Entretanto, nós também não podemos dizer que o próprio Erdogan apoia totalmente os atlanticistas, por que ele entende muito bem que os americanos não estão satisfeitos com ele. Não importa o quanto Erdogan tente se aproximar de Washington, eles nunca irão aceitá-lo. Nesse aspecto, o cancelamento da visita do líder turco aos EUA em maio talvez seja bem reveladora.
O problema palestino e o Irã estão enfraquecendo a influência ocidental na Turquia
RT: Como a Turquia e especialmente, as elites turcas reagem com a situação na Palestina e ao ataque do Irã contra Israel?
DP: No começo do conflito, Erdogan não queria tomar uma decisão específica sobre a Palestina. Mas a luta desesperada do povo palestino o forçou a tomar seu lado.

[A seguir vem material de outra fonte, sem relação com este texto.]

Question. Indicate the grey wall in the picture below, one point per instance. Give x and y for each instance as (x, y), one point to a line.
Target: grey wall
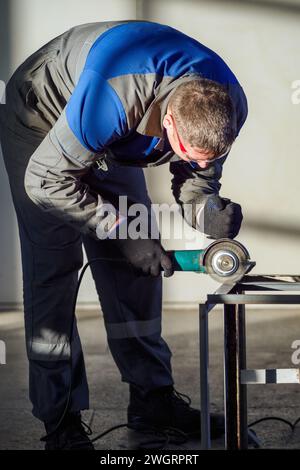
(260, 41)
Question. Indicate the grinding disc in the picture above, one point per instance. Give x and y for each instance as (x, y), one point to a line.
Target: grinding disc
(226, 260)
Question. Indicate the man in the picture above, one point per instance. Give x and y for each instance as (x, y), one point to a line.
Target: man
(83, 115)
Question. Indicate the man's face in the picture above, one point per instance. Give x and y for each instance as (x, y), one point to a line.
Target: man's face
(189, 154)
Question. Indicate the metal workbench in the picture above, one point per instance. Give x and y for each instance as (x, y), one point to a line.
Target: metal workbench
(250, 289)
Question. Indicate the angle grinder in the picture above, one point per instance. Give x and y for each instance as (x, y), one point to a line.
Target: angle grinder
(225, 260)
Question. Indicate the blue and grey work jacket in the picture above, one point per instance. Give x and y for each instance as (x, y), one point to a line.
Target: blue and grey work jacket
(107, 85)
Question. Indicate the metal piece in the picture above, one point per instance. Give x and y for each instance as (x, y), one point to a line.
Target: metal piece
(204, 378)
(270, 376)
(258, 299)
(274, 282)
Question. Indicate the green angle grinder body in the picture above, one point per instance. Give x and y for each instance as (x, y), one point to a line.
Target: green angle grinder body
(225, 260)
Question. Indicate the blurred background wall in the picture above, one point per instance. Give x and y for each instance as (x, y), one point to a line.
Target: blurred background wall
(260, 41)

Os ataques de 7 outubro do Hamas contra Israel e o ataque do Irã, foram um grande golpe contra os atlanticistas na Turquia. Alguns dias atrás, eu fui a uma reunião na embaixada do Irã tratar sobre as forças armadas do Irã. Generais turcos estavam presentes na reunião. É digno de nota, por que oficiais militares de alto escalão, não compareciam a eventos do tipo no passado.
Mas é claro que o ocidente está tentando combater a influência do Irã na região e na Turquia. Em particular fazem uso de radicais religiosos para fomentar conflito entre Xiitas e Sunitas, mas sem muito sucesso.
Conclusão
No decorrer de nossa conversa, Perincek se lembrou de sua viagem a Moscou em 1996. Em sua visita oficial, ele se encontrou com vários oficiais de alto escalão russos. De acordo com Perincek, na época ele percebeu que “o grande espirito russo estava suprimido”. Mas o tempo passou e a Rússia se recuperou.
“Uma vez sob o ex-presidente russo Boris Yeltsin, vocês também seguiram um curso autodestrutivo. Mas então o povo russo decidiu em focar no fortalecimento da soberana ao invés de integrar com o ocidente. E isso os salvou”, disse Perincek.
No caso da Turquia, Perincek está certo que as coisas vão acontecer muito mais rápido já que o processo começou dez anos atrás, e não vai ser antes do país sair da crise – e então, talvez até saia da Otan.